Regenerative braking:

It is a method of braking used by an EV which generates energy from the braking of the vehicle stored and used.

Renewable energy:

It is a natural energy source that can be naturally replenished through solar, wind and water.

Roaming:

It helps drivers to charge their EV at charging stations of different networks using a single account.

S

SOC (State if charge):

The charge level is relative to the battery’s capacity, which operates electrically.

Smart charging:

A wi-fi-connected charge point gives users a smart charging option and can perform energy monitoring, load balancing, and charging management.

T

TORQUE (The twisting force)

It is a form of measure to determine the amount of a vehicle’s load at a given time. The load an engine can handle generates the amount of power to rotate on its axis. Petrol and diesel engines deliver torque over a curve as RPM increases. That is the peak power at a given RPM. Electric motors deliver maximum torque from zero revs, which means acceleration from a standstill is possibly phenomenal.

Tesla supercharger:

Tesla uses a modified version of the Type 2 Mennekes Plug. This supercharger allows Model S to recharge the battery to 80% within 30 minutes.

Tesla

An American EV company designs and manufactures electric cars, provides electric charging stations, etc. It is one of the world’s most valuable automakers. In the global electric car market, Tesla bags 23% of the market.

U

Utility rate (TOU)

It depends on high or low leak use hours of electric charging.

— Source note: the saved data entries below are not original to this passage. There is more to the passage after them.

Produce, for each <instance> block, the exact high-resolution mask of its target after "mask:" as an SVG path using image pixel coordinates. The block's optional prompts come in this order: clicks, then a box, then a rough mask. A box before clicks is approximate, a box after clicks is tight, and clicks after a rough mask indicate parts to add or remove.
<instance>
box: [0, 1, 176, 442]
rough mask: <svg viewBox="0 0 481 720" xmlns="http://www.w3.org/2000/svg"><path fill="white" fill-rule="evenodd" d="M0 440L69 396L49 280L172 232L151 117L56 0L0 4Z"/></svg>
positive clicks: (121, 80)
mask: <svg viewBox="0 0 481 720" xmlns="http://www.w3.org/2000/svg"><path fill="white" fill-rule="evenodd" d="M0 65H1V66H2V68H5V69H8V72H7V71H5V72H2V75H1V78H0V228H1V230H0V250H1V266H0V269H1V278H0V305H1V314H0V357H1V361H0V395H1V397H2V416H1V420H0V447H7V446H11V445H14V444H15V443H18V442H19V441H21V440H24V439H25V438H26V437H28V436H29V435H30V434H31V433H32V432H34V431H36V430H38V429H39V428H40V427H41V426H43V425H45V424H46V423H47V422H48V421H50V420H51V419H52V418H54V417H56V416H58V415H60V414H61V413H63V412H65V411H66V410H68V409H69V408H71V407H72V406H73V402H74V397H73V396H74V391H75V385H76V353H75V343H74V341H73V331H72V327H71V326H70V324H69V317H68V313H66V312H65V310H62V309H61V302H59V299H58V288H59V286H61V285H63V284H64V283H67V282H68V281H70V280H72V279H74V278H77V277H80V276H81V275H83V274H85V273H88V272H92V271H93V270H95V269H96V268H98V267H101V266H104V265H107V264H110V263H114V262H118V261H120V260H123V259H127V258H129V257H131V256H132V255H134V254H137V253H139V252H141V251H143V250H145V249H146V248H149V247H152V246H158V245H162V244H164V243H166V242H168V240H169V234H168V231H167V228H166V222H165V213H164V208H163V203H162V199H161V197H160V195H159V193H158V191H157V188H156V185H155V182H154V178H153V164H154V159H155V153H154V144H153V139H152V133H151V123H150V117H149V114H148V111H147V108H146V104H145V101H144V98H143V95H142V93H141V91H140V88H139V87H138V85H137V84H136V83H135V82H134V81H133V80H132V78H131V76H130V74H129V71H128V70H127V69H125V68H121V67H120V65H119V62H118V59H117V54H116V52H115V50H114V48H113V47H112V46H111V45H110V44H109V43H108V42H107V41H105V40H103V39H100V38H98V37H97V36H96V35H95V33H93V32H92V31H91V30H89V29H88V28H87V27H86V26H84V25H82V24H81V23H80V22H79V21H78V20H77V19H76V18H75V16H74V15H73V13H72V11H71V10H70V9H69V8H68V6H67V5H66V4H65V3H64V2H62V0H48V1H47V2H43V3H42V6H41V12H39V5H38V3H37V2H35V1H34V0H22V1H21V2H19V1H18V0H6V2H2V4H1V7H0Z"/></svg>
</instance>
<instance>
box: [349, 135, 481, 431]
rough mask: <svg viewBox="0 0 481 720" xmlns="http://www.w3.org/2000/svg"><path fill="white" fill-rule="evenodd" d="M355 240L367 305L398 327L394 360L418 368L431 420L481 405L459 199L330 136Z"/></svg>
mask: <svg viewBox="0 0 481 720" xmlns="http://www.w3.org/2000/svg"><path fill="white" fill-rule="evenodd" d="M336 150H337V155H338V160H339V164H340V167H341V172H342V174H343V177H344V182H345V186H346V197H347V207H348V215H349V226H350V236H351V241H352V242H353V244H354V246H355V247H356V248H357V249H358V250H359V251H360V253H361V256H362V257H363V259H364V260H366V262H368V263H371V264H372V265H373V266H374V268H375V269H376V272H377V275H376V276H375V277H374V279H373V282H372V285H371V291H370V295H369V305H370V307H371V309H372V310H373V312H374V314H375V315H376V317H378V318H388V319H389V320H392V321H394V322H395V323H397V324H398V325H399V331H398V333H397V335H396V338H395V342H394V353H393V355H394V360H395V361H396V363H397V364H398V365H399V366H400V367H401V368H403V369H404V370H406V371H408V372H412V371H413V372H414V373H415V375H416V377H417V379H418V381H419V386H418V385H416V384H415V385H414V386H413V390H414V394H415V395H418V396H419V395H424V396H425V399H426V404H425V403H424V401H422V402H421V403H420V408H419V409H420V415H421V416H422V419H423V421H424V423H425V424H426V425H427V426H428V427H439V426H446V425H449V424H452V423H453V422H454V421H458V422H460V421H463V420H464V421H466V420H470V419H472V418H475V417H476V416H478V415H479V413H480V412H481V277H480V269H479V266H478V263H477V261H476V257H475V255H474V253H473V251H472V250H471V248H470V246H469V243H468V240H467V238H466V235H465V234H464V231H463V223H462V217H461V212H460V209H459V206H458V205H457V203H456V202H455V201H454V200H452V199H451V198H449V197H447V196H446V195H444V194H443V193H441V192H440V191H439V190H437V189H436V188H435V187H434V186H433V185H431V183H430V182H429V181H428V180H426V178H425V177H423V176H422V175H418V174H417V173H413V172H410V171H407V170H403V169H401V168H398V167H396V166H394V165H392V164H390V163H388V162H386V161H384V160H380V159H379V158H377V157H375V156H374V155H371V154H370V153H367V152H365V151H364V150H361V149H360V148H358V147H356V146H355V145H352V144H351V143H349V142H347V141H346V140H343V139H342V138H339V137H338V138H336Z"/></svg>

The rate charged to an EV user is based on the total electricity consumed and also upon the time of day the energy used.

V

V2G (vehicle to grid):

It is a system that allows electric vehicles to communicate with the power grid and manage electricity flow in a set direction. It introduces a new scope of EV charging energy management. However, it is not very popular, and a small number of EV manufacturers use it.

W

Watt:

It is a unit of electric power measure.

Z

Zero-emission:

Zero-emission vehicles emit no tailpipe pollutants from the onboard source of energy. Harmful particulates like hydrocarbons, carbon monoxide, ozone, lead, and various oxides of nitrogen are emitted by conventional fuel vehicles. The electric vehicle emits zero pollutants and makes the environment pollution free. EVs emit no greenhouse gases.